It would have a stadium for a CFL team and an expansion pro-soccer franchise too, along with concerts and events, and a renovated hockey arena for the OHL’s Ottawa 67’s, while still offering an urban park.

There would condos, bars, restaurants – lots of revenue streams and reasons to arrive long before games and stay late.

Fast forward to this Friday, and Hunt is the president of the Ottawa Sports and Entertainment Group and will see the expansion Ottawa RedBlacks play the first regular season CFL game in the nation’s capital since 2005. The RedBlacks will face the Argonauts that night in sold-out, renovated 24,000-seat TD Place Stadium, in the heart of a still-being-constructed shopping, condo and entertainment complex which is a $500-million partner venture between OSEG and the city.

Yet it’s still the same grounds where great Ottawa Rough Riders such as Russ Jackson and Tony Gabriel once played Grey Cup-winning seasons.

“What to do about Lansdowne has been a topic in Ottawa for 30 years, so this was just another idea, and we had a CFL team that failed twice at the heart of the plan, so you can bet there was skepticism,” said Hunt, standing on the field turf inside the new open-air stadium as construction crews worked on a concrete structure overlooking the west end zone that will some day be a condominium tower, full of people watching from their windows.

“But we really began to believe that if you fix Lansdowne, whatever happens here – concerts, FIFA, football, hockey, soccer – if it’s a destination, anything that happens here has a chance to succeed.”

It’s been a long seven-year road to this point, from forging a partnership with the city, appealing to the CFL and overcoming objecting citizens who had alternative visions for “Ottawa’s Jewel by the Rideau Canal” and argued them vehemently in public meetings and courts.

The businessmen repeatedly visited Los Angeles to see how their new entertainment hub L.A. Live rejuvenated the area around Staples Centre.
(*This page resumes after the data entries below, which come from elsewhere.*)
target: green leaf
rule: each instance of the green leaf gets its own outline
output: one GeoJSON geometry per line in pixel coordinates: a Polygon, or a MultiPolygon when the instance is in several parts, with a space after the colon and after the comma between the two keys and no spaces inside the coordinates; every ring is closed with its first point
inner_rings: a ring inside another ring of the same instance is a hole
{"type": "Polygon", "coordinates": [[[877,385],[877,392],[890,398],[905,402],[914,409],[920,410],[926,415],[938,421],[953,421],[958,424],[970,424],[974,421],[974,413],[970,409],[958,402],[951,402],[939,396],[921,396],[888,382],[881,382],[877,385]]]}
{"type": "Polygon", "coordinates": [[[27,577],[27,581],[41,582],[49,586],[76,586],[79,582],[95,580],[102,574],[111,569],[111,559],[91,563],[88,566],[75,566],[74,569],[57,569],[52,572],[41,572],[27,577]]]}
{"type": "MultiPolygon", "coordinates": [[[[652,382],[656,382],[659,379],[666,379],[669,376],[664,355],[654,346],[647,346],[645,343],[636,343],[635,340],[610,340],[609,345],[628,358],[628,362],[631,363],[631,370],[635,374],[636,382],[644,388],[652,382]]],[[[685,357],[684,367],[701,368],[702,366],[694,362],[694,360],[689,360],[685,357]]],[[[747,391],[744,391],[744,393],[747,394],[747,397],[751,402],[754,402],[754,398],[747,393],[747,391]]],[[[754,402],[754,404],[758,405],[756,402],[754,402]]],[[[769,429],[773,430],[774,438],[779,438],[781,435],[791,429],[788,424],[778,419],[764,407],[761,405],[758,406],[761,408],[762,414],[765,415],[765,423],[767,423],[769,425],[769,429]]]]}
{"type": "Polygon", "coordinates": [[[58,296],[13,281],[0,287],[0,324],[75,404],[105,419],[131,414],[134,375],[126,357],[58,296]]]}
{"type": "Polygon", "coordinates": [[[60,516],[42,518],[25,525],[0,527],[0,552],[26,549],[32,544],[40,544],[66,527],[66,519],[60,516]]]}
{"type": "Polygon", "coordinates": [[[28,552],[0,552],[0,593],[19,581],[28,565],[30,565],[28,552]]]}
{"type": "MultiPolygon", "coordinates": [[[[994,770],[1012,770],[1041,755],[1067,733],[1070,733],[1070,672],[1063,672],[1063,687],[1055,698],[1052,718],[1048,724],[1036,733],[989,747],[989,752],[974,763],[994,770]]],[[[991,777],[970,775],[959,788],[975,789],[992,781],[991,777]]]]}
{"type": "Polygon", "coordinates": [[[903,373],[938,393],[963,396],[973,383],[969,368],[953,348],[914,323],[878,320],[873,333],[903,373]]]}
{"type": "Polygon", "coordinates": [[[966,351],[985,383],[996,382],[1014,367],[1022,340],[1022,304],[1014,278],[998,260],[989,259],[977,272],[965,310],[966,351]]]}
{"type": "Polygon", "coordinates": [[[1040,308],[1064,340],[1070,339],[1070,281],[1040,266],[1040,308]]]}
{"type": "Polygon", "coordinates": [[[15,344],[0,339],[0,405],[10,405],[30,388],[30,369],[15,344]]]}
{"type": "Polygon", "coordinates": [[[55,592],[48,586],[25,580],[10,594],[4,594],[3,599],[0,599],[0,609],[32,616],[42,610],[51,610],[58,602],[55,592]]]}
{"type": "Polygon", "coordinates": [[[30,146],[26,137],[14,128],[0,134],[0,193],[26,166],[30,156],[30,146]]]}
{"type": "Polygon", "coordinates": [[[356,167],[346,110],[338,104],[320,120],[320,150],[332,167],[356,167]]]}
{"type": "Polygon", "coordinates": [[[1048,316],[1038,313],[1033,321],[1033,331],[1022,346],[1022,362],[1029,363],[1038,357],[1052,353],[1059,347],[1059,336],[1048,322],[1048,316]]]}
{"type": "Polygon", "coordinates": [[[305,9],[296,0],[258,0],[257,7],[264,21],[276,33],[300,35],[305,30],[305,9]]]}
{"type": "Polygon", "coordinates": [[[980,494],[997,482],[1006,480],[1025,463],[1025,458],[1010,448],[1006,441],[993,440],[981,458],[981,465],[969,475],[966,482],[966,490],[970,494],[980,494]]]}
Along with Hunt, OSEG also included three Ottawa businessmen with expertise in retail and real estate: Ruddy (Trinity Development), Roger Greenberg (The Minto Group) and William Shenkman (The Shenkman Group).

Then, there was the building of a football team, one that must try to make people forget gaffes from past Ottawa football teams, such as when the Rough Riders drafted a dead guy in 1995 or when past owner Lonie Glieberman promoted a controversial Mardi Gras Night, where female fans were encouraged to flash their breasts in exchange for beads. Forget how poor support and mismanagement caused the once-beloved Riders to fold in 1996. Forget the Ottawa Renegades, which failed to reach fans or the playoffs in its four years of existence.

The RedBlacks have already sold 16,500 season tickets. The team has reached out to French and English in the city and its suburbs. There were 10,000 fans at a meet-the-team event with a look inside the stadium last week. Some 1,200 fans packed into an Ottawa hotel back in May to see the new team’s uniforms unveiled – in the same red, white and black colours worn by iconic Rough Riders.

“Not having Ottawa in the league was a hole in the heart of the CFL,” league commissioner Mark Cohon said. “The season ticket sales so far indicate the fans were always there; we just had to give them the right ownership group and the right environment. I truly believe this is going to be one of the best places in North America to watch a football game.”